Automatic DNA Diagnosis for 1D Gel Electrophoresis Images using Bio-image Processing Technique
© Intarapanich et al. 2015
Published: 9 December 2015
DNA gel electrophoresis is a molecular biology technique for separating different sizes of DNA fragments. Applications of DNA gel electrophoresis include DNA fingerprinting (genetic diagnosis), size estimation of DNA, and DNA separation for Southern blotting. Accurate interpretation of DNA banding patterns from electrophoretic images can be laborious and error prone when a large number of bands are interrogated manually. Although many bio-imaging techniques have been proposed, none of them can fully automate the typing of DNA owing to the complexities of migration patterns typically obtained.
We developed an image-processing tool that automatically calls genotypes from DNA gel electrophoresis images. The image processing workflow comprises three main steps: 1) lane segmentation, 2) extraction of DNA bands and 3) band genotyping classification. The tool was originally intended to facilitate large-scale genotyping analysis of sugarcane cultivars. We tested the proposed tool on 10 gel images (433 cultivars) obtained from polyacrylamide gel electrophoresis (PAGE) of PCR amplicons for detecting intron length polymorphisms (ILP) on one locus of the sugarcanes. These gel images demonstrated many challenges in automated lane/band segmentation in image processing including lane distortion, band deformity, high degree of noise in the background, and bands that are very close together (doublets). Using the proposed bio-imaging workflow, lanes and DNA bands contained within are properly segmented, even for adjacent bands with aberrant migration that cannot be separated by conventional techniques. The software, called GELect, automatically performs genotype calling on each lane by comparing with an all-banding reference, which was created by clustering the existing bands into the non-redundant set of reference bands. The automated genotype calling results were verified by independent manual typing by molecular biologists.
This work presents an automated genotyping tool from DNA gel electrophoresis images, called GELect, which was written in Java and made available through the imageJ framework. With a novel automated image processing workflow, the tool can accurately segment lanes from a gel matrix, intelligently extract distorted and even doublet bands that are difficult to identify by existing image processing tools. Consequently, genotyping from DNA gel electrophoresis can be performed automatically allowing users to efficiently conduct large scale DNA fingerprinting via DNA gel electrophoresis. The software is freely available from http://www.biotec.or.th/gi/tools/gelect.

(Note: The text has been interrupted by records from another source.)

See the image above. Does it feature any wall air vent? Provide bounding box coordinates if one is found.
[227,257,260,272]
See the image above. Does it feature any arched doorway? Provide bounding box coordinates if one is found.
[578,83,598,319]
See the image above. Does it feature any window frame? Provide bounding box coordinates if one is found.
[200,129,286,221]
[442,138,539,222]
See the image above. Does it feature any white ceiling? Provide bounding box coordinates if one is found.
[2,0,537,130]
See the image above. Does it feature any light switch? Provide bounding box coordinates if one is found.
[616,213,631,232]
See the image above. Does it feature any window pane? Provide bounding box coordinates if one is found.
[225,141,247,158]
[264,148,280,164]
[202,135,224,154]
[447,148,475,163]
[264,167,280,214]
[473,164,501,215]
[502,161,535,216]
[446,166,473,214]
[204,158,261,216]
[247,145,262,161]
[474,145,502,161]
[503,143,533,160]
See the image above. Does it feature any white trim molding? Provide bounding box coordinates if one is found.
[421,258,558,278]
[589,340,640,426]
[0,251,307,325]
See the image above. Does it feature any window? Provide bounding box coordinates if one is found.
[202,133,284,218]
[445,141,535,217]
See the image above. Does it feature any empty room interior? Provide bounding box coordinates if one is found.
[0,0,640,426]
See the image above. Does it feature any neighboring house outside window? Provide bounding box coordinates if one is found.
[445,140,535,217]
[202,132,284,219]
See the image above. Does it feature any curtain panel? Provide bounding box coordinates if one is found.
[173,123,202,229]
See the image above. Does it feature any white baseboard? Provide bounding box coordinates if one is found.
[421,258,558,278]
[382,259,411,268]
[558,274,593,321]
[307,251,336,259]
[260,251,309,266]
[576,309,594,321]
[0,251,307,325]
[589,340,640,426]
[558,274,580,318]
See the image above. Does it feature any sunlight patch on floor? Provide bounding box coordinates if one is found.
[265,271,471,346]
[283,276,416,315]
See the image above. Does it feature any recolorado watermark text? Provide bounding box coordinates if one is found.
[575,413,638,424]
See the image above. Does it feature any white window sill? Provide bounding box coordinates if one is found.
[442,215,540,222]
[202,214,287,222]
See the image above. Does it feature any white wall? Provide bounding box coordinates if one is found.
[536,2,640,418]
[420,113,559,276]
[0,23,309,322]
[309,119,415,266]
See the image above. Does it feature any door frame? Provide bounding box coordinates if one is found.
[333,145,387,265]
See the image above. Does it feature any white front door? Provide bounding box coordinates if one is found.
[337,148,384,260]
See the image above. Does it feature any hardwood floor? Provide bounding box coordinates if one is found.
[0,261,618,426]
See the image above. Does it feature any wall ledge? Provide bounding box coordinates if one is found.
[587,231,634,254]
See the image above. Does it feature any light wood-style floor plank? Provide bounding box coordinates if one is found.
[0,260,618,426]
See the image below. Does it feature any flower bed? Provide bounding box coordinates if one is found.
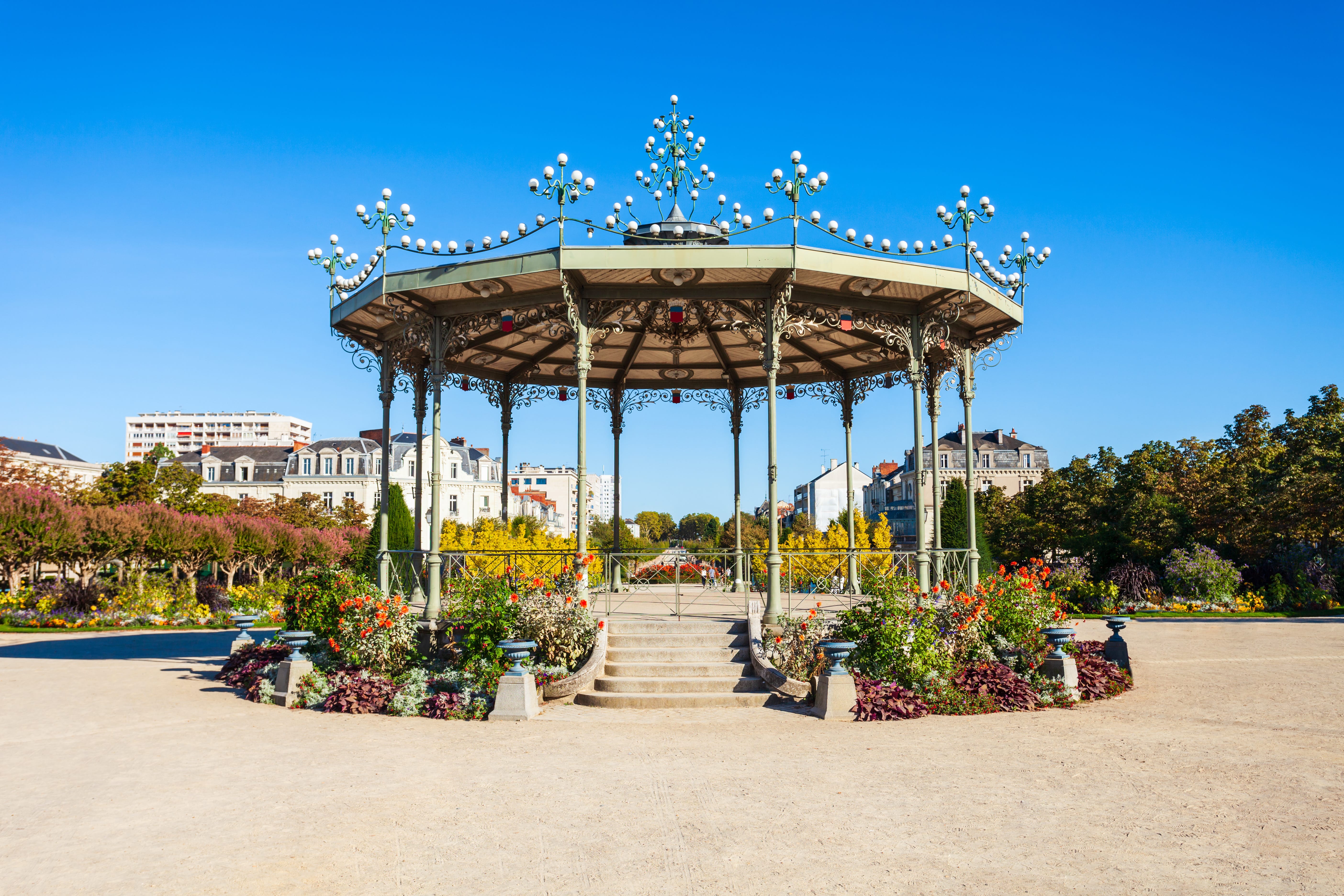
[833,560,1133,721]
[210,564,601,720]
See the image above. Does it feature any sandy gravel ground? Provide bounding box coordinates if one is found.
[0,619,1344,896]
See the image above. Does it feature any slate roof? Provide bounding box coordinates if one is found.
[172,445,294,464]
[0,435,89,464]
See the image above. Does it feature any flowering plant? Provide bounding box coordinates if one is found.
[762,602,836,681]
[1163,544,1242,606]
[281,566,378,645]
[327,591,419,674]
[511,578,597,669]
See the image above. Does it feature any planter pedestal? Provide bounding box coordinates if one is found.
[271,660,313,707]
[489,672,542,721]
[812,676,859,721]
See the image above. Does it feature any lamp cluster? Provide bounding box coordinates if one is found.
[634,94,714,213]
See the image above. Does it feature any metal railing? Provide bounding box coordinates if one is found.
[379,547,972,616]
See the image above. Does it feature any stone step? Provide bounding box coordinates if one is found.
[606,631,747,650]
[606,619,747,637]
[593,676,766,693]
[604,658,751,678]
[574,690,770,709]
[606,648,751,662]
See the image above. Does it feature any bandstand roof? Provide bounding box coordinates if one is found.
[331,245,1023,388]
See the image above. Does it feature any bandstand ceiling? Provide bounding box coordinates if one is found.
[331,245,1023,388]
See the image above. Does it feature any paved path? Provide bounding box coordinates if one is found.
[0,619,1344,896]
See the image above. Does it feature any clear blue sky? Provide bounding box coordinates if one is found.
[0,4,1344,516]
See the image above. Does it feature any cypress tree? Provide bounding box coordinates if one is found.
[363,485,415,587]
[942,480,993,570]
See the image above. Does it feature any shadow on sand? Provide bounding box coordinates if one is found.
[0,629,270,662]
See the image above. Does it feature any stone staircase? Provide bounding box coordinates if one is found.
[574,619,770,709]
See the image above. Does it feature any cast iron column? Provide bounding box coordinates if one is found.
[961,348,980,588]
[562,275,593,599]
[415,367,429,553]
[762,281,793,625]
[925,381,943,582]
[499,383,513,529]
[607,384,625,591]
[378,342,394,596]
[425,317,443,619]
[840,379,859,594]
[728,386,746,591]
[910,314,929,606]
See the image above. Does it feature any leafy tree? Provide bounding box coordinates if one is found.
[789,513,817,539]
[668,513,719,541]
[719,513,770,551]
[634,510,676,541]
[0,485,79,591]
[1265,386,1344,552]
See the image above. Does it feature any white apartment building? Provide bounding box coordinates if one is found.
[508,464,594,537]
[863,426,1050,543]
[165,432,563,547]
[789,458,872,531]
[126,411,313,461]
[587,473,621,521]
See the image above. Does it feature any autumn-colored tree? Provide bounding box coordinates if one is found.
[0,485,79,591]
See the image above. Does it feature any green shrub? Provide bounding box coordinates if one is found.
[284,567,378,645]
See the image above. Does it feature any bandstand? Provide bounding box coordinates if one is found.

DNA gel electrophoresis (GE) technology is a method to separate DNA molecules by their size. This technology has a wide number of applications, including size estimation of DNA molecules , analysis of PCR amplicons or genotyping , and separation of genomic DNA before Southern analysis . To perform genetic diagnosis, target DNA sequences are amplified by polymerase chain reaction (PCR). The resulting PCR products (amplicons) are loaded into wells located on top of the gel matrix that indicate lanes for DNA molecules to migrate through the gel medium. At the end of electrophoresis, different sizes of DNA molecules appear as bands in each lane. These bands can be visualized by DNA stains such as ethidium bromide (agarose gel) or silver nitrate (polyacrylamide gel). A densitometer is commonly used to capture the band images from the gel slab. Manual interpretation of banding patterns can be very laborious and inaccurate. Performing large-scale DNA fingerprinting or genotyping thus requires an automated workflow for analysis.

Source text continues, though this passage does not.